New grant allows Prison Arts & Education project to continue



A recent $55,000 grant from the National Endowment for the Arts (NEA) will help the Alabama Prison Arts & Eduction project at Auburn University continue.
The project, housed in the department of human development and family studies in the College of Human Sciences, has provided visual arts classes to many correctional facilities in Alabama since 2003, when it first partnered with the NEA.
According to the project's website, they believe it is important for the adult prison population to gain a quality education, and to build a relationship with learning that will continue to grow for the rest of their lives.
The project has grown from one poet teaching in one prison to more than 100 writers, artists, scholars teach in correctional facilities in Alabama.
Kyes Stevens, the project's director, spoke on the importance of keeping the grant going.
"The main motivation of the project is that education is good for people," Stevens said. "This is another population that we can reach."
Auburn's project has partnered with the Alabama Department of Corrections to offer semester-long classes in arts, sciences and English in 10 facilities.
"Our students are people who have never had the opportunity that many of us have had," Stevens said. "We want to help them develop for their future."
Auburn has received seven grants from the NEA Art Works program Since the project began in 2003.
The NEA Art Works program's main goal is to support the creation of art that meets the highest standards of excellence.
This grant will fund the program through 2015.
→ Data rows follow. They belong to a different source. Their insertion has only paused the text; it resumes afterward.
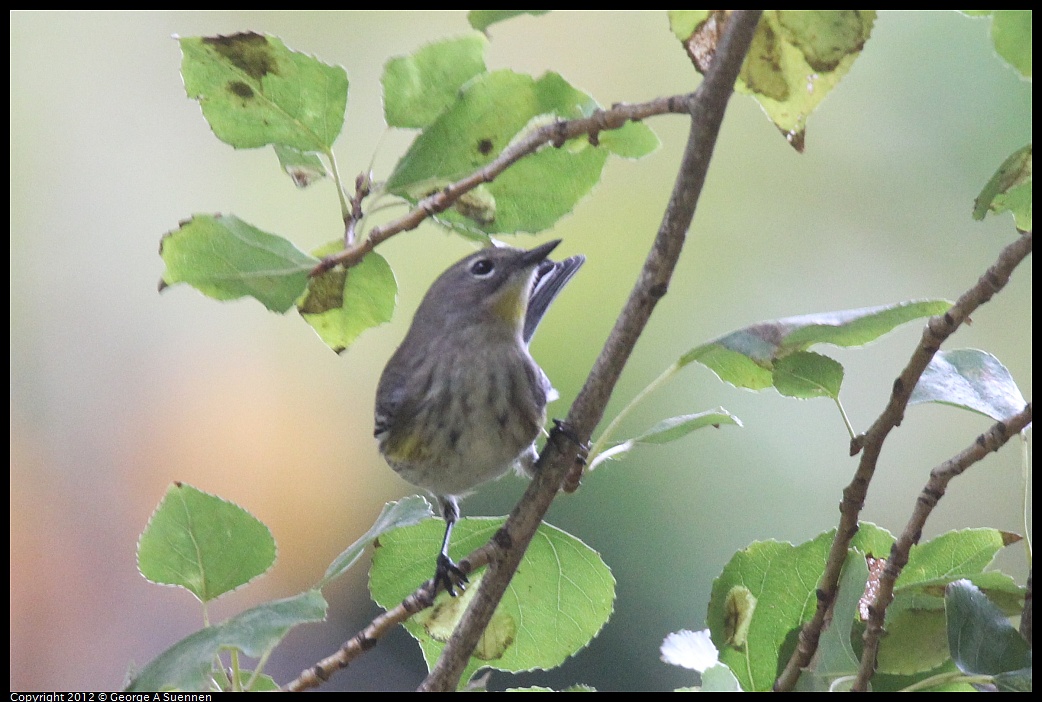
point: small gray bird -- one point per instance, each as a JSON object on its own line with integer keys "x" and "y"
{"x": 462, "y": 401}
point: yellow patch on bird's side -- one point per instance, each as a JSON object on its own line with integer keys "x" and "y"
{"x": 408, "y": 449}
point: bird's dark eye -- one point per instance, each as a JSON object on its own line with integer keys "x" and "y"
{"x": 482, "y": 268}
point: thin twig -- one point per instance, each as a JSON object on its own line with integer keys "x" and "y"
{"x": 990, "y": 441}
{"x": 870, "y": 444}
{"x": 706, "y": 109}
{"x": 555, "y": 134}
{"x": 420, "y": 599}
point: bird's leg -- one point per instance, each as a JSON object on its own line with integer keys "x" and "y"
{"x": 447, "y": 573}
{"x": 575, "y": 473}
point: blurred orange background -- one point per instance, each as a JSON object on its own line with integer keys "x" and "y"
{"x": 117, "y": 391}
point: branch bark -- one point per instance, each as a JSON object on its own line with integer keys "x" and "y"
{"x": 938, "y": 329}
{"x": 706, "y": 107}
{"x": 932, "y": 493}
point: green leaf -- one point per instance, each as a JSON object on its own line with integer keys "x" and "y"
{"x": 185, "y": 666}
{"x": 780, "y": 576}
{"x": 226, "y": 258}
{"x": 1011, "y": 30}
{"x": 719, "y": 679}
{"x": 491, "y": 111}
{"x": 982, "y": 640}
{"x": 950, "y": 556}
{"x": 970, "y": 379}
{"x": 406, "y": 511}
{"x": 203, "y": 544}
{"x": 835, "y": 658}
{"x": 340, "y": 304}
{"x": 765, "y": 593}
{"x": 916, "y": 642}
{"x": 634, "y": 140}
{"x": 796, "y": 58}
{"x": 254, "y": 91}
{"x": 1009, "y": 190}
{"x": 747, "y": 357}
{"x": 420, "y": 86}
{"x": 303, "y": 167}
{"x": 482, "y": 19}
{"x": 807, "y": 375}
{"x": 669, "y": 430}
{"x": 916, "y": 637}
{"x": 559, "y": 600}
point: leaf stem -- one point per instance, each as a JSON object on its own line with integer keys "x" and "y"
{"x": 845, "y": 420}
{"x": 598, "y": 446}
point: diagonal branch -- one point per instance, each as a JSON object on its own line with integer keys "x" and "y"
{"x": 990, "y": 441}
{"x": 938, "y": 329}
{"x": 706, "y": 108}
{"x": 554, "y": 134}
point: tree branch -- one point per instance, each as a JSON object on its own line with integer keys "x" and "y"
{"x": 706, "y": 107}
{"x": 990, "y": 441}
{"x": 938, "y": 329}
{"x": 555, "y": 134}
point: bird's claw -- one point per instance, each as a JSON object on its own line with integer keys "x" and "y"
{"x": 448, "y": 575}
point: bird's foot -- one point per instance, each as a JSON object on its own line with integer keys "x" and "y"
{"x": 447, "y": 574}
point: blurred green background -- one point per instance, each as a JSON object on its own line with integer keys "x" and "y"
{"x": 116, "y": 391}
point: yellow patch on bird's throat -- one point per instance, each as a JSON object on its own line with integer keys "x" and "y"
{"x": 510, "y": 304}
Former prison arts students who are released from the correctional facilities still stay in touch, often attributing it as a positive effect.
"We leave it up to our students to contact us when they are released," Stevens said. "We have had former students who view the program as the primary reason they could get through their incarceration."
One warden, according to the program, said he could always tell who participated in the program, saying they had an air of purpose and are driven to succeed in learning.
The prison arts and education classes are taught as college-level courses, helping to prove the students that they can earn a degree when released from the facilities.
The prison arts and education students can request transcripts as the classes are offered as Continuing Education through Auburn.
Dae Jackson, junior in journalism, said she thinks the program is a great benefit for those who may not have had educational opportunities growing up.
"Education is important and the fact they are providing that opportunity to gain education while incarcerated can help," Jackson said. "It can help put them on a better path."
John Carvalho, journalism professor, taught a class at one of the facilities.
"The inmates responded to the readings we provided beforehand," Carvalho said. "They came to class with in-depth questions."
Stevens also spoke about the enthusiasm that students bring to the program.
"A lot of people want to make judgments on the prison population," Stevens said. "They react with an enthusiasm for an education that I have never seen anywhere else."